Gosh, thank you so much all -- your posts have given me a lot of food for thought and I am very appreciative.
Yes, these do resonate with me as well.
Yes, absolutely.
I can't do fakeness, I'd rather it just not be there at all.
Ooh! This got me. Will definitely sit with this.
Hmm, this too.
Thank you, I really do cherish that friend.
We were at playcentre (a type of kindergarten) together, and she was the oooonly person I wanted to be friends with.
We never attended the same school or university since, and hadn't seen each other for, hmm, six years? And I think even that occasion was unplanned ? life has just been happening for both of us, I suppose. She bought a house with her partner, completed a double degree, amongst other things. And I... well, I guess I've been busy, but with things that look less impressive on paper.
But there she was, sitting by my hospital bed. Like there had been absolutely no time lost.
Ooh, yeah. You're right. This is definitely something I need to work on as well. Thank you
@EveHarrington .
I suppose my next thought then is, how to weigh these "negative" occurrences eg. the hospital saga, with all the positives.

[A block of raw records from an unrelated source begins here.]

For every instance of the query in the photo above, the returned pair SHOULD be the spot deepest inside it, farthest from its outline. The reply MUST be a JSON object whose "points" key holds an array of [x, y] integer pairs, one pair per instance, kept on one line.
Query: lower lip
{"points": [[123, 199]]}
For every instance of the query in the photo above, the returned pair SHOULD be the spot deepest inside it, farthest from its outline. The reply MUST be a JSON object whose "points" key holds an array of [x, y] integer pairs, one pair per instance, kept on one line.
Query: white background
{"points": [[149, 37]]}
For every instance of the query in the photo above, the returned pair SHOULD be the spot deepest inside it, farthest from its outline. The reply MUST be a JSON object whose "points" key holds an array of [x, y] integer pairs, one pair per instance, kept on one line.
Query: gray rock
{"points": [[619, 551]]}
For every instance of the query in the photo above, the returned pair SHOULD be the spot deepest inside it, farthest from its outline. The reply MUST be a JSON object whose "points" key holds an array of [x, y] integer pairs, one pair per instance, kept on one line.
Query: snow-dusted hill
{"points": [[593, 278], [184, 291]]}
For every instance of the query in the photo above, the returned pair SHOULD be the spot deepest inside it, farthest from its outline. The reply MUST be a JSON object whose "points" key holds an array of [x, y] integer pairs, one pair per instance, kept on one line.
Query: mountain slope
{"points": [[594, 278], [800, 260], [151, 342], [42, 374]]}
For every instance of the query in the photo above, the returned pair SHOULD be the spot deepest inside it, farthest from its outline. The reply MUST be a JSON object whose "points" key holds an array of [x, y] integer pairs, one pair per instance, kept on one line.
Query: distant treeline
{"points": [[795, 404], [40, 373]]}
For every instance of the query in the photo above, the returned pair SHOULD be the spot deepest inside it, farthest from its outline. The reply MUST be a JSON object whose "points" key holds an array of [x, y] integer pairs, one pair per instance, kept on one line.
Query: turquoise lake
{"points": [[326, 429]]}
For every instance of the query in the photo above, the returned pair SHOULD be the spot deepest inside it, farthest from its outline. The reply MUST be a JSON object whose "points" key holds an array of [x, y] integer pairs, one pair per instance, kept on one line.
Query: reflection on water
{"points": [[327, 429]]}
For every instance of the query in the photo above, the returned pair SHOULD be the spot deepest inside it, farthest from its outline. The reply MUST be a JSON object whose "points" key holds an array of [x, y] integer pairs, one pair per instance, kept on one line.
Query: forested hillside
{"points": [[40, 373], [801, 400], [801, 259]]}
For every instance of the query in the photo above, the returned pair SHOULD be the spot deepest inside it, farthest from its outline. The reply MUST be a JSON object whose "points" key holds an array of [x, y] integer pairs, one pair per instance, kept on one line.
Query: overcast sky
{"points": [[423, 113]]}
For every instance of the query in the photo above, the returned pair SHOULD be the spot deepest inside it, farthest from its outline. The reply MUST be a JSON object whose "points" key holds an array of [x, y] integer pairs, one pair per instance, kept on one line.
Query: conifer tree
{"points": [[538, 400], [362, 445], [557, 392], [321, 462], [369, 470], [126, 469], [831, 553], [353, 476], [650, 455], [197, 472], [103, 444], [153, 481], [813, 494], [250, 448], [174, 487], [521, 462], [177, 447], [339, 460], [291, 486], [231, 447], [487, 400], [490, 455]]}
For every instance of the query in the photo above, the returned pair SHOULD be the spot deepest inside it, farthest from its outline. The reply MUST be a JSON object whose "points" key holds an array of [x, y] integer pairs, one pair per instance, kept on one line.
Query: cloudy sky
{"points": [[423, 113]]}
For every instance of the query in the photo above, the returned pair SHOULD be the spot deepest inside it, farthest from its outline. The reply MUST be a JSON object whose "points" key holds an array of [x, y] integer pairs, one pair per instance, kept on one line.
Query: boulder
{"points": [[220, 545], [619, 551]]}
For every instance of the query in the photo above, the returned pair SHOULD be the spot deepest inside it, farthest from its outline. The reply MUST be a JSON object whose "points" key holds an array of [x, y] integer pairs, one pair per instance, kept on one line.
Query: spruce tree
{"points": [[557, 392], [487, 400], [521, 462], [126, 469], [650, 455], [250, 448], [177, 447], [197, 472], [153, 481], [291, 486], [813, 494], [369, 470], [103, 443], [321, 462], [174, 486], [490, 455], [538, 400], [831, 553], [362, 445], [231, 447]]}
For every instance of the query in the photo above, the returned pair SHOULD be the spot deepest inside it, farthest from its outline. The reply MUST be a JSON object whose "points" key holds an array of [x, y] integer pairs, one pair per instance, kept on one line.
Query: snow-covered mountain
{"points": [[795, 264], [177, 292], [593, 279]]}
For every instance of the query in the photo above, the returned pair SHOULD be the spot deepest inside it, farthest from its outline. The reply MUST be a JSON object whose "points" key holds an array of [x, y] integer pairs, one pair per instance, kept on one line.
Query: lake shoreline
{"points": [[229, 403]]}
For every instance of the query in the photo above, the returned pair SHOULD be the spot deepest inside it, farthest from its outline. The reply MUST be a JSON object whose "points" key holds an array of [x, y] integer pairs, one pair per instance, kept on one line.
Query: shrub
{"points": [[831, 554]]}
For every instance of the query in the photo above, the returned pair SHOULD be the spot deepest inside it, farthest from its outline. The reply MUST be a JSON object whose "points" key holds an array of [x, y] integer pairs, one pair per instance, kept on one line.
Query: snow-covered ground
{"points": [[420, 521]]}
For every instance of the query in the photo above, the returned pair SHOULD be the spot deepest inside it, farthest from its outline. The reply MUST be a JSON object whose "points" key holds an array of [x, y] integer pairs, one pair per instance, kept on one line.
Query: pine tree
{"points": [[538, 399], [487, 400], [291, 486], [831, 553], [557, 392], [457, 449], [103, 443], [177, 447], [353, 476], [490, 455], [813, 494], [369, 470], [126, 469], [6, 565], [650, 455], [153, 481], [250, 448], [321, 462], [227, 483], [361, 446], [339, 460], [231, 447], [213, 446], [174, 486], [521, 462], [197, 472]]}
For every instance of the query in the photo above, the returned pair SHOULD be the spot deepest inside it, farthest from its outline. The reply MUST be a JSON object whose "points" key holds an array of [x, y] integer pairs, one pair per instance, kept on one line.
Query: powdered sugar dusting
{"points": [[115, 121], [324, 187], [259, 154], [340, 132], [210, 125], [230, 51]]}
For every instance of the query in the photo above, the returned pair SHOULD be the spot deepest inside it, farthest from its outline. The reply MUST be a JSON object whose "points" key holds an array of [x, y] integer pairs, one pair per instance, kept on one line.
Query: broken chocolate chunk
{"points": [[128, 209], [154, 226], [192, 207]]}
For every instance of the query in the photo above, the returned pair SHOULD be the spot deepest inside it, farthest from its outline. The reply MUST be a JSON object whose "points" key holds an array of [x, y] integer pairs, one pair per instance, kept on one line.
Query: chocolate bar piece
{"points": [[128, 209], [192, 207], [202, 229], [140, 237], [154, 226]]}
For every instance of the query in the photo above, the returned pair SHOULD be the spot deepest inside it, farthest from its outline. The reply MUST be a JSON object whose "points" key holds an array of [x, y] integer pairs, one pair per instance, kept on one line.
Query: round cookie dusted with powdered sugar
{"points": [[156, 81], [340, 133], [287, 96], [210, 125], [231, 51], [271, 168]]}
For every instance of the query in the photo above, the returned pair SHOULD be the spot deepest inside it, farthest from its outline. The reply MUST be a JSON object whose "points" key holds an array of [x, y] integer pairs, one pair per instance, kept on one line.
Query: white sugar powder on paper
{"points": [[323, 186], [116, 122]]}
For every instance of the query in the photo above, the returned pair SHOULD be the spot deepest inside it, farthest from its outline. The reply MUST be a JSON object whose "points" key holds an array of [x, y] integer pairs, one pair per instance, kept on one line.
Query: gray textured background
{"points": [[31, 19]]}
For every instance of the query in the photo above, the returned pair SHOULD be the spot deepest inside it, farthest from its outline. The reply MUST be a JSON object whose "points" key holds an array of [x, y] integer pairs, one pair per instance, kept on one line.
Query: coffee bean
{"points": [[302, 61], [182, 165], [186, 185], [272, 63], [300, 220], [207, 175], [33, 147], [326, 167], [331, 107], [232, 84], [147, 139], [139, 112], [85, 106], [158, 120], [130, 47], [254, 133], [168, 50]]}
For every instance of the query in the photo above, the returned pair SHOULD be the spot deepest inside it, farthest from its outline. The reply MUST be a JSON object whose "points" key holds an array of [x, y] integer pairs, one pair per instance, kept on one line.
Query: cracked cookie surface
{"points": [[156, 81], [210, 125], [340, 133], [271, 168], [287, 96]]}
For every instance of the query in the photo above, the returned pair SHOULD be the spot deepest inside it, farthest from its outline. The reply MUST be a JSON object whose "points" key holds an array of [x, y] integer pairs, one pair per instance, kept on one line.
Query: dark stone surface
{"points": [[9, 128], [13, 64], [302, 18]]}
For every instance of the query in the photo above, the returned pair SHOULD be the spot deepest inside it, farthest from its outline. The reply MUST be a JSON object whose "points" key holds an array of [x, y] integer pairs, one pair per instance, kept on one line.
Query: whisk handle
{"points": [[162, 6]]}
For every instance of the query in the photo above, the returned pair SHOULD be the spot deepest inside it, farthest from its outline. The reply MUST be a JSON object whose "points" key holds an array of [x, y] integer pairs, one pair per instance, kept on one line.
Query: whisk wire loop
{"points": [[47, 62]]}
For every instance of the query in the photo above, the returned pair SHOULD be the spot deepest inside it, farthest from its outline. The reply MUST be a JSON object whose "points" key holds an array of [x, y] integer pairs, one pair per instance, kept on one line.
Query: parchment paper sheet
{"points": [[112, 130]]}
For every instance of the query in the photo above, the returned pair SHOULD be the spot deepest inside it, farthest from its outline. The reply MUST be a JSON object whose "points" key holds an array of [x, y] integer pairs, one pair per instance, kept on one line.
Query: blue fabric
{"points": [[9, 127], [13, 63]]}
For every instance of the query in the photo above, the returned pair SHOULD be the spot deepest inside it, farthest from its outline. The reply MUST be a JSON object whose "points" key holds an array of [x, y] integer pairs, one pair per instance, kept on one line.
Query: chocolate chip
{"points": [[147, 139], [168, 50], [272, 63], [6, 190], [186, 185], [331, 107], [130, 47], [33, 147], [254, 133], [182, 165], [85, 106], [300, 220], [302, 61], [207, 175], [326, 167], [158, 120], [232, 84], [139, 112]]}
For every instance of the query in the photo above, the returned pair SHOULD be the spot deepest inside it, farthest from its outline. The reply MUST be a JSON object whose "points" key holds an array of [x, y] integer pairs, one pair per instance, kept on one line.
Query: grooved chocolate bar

And how to do that objectively, (is that even possible?), given that our brains inherently place more emphasis on negative events than positive ones.
I think I definitely value the quality of a friendship over their quantity.
Like with my hospital example, I think my issue is that 5 friends said they would.. but didn't, not that only one friend did. If that makes sense.
I'll admit, the first time I read this, I was a touch confused (thanks, nightmare-induced sleep deprivation :D ) as to what ducks had to do with friendship.
But alas, I have a slightly more functioning brain today. -- great thoughts there and gave me a little chuckle; thank you
@Wilbur :)
She sounds it,
@Changing4Best :)
I feel an important friend characteristic entwined with that, is (brain failing again, can think of the succinct version) doing things out of the goodness of one's heart, and not because you expect something in return.